There was room for 36 paratroopers – almost a C-47’s load – in the extended tailboom, alone, and a total load of ninety could be carried! By any standards, this is an impressive aircraft, and its operational history makes it even more so. The Beverley was quite capable of landing on rough, dirt strips. The fuselage was split into two decks, with the upper deck being used for paratroops, if the lower deck was used for freight. The propellers attached to the huge Centaurus engines could be put into reverse pitch, which would allow for VERY short landings, and also gave the ability to ‘reverse’ the Beverley into difficult parking areas. I can attest to the fact that it is a LONG climb up to the flight deck. Nicholas Cage would have really have been able to make a great job of the film ‘Con Air’ if they had only used a Beverley!
Despite only 49 aircraft being built, there were quite a number of RAF Beverley units. No. 47 Squadron at RAF Abingdon received the first examples, followed by 53 Sqn (who later merged with No. 47). No. 30 Sqn formed at RAF Dishforth in Yorkshire, before being dispatched to RAF Eastleigh in Kenya, then on to RAF Muharraq in Bahrain. Thus was the pattern of overseas service for this capable giant set.

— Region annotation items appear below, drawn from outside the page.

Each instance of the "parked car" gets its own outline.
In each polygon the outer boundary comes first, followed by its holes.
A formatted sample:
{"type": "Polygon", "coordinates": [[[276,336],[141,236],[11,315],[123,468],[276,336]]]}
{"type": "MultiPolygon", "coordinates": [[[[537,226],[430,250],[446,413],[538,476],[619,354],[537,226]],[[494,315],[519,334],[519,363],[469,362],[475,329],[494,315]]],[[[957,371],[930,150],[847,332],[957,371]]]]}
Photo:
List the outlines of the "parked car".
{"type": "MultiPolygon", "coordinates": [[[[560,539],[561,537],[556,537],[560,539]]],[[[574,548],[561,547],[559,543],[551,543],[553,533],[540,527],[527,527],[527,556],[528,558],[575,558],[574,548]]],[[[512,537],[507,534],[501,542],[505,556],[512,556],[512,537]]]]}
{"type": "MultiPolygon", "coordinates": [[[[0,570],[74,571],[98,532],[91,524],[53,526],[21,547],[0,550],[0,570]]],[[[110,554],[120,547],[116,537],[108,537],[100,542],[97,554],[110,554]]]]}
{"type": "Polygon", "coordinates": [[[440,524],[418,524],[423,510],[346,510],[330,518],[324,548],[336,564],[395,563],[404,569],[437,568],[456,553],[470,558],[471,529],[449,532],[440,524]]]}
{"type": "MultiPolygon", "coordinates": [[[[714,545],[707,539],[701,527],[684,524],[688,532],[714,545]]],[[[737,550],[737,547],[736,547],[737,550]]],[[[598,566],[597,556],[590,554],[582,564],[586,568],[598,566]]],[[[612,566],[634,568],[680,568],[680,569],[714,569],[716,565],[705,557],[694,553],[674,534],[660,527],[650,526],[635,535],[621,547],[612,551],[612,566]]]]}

British armed forces across the Middle East and Far East benefitted from regular delivery of stores and personnel to the remotest of areas. No. 48 Sqn was partially equipped with Beverleys, and was based at Changi, the famous RAF airfield in Singapore, where the HQ of the RAF Far East Air Force was located, and No. 84 Sqn was at RAF Khormaksar, Aden from 1958 to 1967. Serving the training needs of the Beverley Force was No. 242 Operational Conversion Unit.
The last RAF unit to use the Beverley was No. 34 Squadron at RAF Seletar, also in Singapore, which flew them until 1967. No. 34 was active all across the region, even making flood relief flights to South Vietnam in October, 1960. The unit lost a Beverley, when an aircraft making a low-level flight over jungle terrain hit a ridge, and was lost with all onboard.
The very last service flight came in 1967, when No. 34 Sqn put up a ‘box of four’ over RAF Seletar and Singapore Island – that must have sounded rather like 16 Sea Furies flying in extremely close formation! The aircraft were parked at Seletar until 1968, when they were scrapped by having their tails unceremoniously hacked off.
Here she lies, the very last of the breed, parked in an obscure courner of the world – and with an uncertain future. Look well, for you will not see her like again.